NASH stands for non-alcoholic steatohepatitis, which basically means cirrhosis of the liver for people who don’t drink alcohol much. It is one of the biggest unmet medical needs in the U.S. and worldwide in developed countries. It is related to the obesity epidemic and at this time the only real treatment is diet and exercise. Yet it is a liver disease, which is one of Gilead’s areas of expertise.
Currently Gilead has three anti-NASH drug candidates: Selonsertib (GS-4997), GS-0976 and GS-96774. “First Genesis Consulting,” writing for Seeking Alpha, discusses NASH in-depth, but what is key to understanding NASH is that it appears to have several components: inflammation, fibrosis and steatosis, or retention of lipids. Many researchers believe treatments for NASH will require addressing each of those components, likely with a cocktail of medications.
And Gilead has drugs for all of them in their pipeline. “First Genesis Consulting” notes, “The variety of putative anti-NASH therapeutics under development is like a ‘buffet’ where there is something for everyone. This is important and needed since NASH is characterized by the significant needs for monotherapies as well as combination therapies that will limit, dampen and quench the deleterious multifactorial symptomatic effects of this disease. … In my humble opinion, the ‘one pill fits all’ therapeutic approach to NASH is not a plausible approach but monotherapy and/or combination therapies that target synergistic pathways to block different aspects of NASH pathogenesis should be considered a winner or a front-runner.”

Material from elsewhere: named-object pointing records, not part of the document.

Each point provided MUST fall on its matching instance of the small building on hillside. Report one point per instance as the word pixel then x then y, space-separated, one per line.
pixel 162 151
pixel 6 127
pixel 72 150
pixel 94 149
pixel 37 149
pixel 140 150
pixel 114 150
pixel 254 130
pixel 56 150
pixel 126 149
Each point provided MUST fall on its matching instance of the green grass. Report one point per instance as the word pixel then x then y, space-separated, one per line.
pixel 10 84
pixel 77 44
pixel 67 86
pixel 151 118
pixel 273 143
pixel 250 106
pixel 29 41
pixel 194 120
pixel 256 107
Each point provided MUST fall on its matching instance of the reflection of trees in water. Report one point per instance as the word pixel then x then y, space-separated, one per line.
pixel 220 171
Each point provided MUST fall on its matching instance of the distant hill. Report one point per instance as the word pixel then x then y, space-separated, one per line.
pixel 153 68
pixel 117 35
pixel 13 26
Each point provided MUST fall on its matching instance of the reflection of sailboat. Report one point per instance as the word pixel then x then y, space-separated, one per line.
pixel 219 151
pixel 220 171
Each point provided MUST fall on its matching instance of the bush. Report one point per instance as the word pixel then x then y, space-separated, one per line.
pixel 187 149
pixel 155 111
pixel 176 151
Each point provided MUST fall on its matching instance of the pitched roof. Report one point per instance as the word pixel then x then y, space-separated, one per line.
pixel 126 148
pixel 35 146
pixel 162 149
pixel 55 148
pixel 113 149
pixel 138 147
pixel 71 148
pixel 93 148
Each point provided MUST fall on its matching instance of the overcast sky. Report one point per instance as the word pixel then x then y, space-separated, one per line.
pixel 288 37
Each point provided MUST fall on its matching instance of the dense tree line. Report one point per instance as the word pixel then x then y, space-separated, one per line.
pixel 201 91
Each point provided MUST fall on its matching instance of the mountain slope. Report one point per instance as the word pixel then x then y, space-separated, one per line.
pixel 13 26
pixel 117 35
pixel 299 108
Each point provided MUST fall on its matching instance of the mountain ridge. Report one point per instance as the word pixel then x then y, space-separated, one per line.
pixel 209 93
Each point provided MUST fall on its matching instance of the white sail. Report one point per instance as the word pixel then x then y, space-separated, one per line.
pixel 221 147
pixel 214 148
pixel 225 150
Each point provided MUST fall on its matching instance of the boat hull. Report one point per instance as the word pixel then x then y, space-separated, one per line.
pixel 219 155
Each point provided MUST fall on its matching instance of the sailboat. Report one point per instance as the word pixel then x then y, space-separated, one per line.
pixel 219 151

Gilead is still a dominant player in the HIV market, but like the HCV market, may start to become a victim of its own success. Although there is no “cure” for HIV, per se, it has become a largely manageable chronic disease through a cocktail of HIV medications. And there are some hints that upcoming cocktails being evaluated by Gilead and other companies may actually cure the disease, eradicating the hidden reservoirs of the virus.
Matthew Zeeta, writing for Seeking Alpha, says, “The biggest risks I see are how much of their valuation going forward is tied to HIV (if assuming a very quick drop for HCV as we did) and overall drug price reform. The first risk is very real as Gilead has controlled a large portion of the HIV market for a long time. While this is a competitive benefit in some ways it also leaves them vulnerable if some other company came up with an HIV cure or just even a much better product.”
Another reason investors shouldn’t abandon Gilead, at least in the long term, is money. The company has almost no net debt and expects to repatriate $28 billion in cash due to the opportunities afforded with recent tax legislation. With no debt and a large war chest, the company should be able to buy its way into some innovation, if it wants to. The question is, which area? HIV? Liver diseases? Immuno-oncology, an area rife with opportunities, or some other area?
Zeeta writes, “I fully expect they will do a combination of using this cash to continue to increase the dividend, resume an increased level of buybacks seen in 2015 and 2016, and maybe even make smaller purchases to continue to bolster their pipeline.”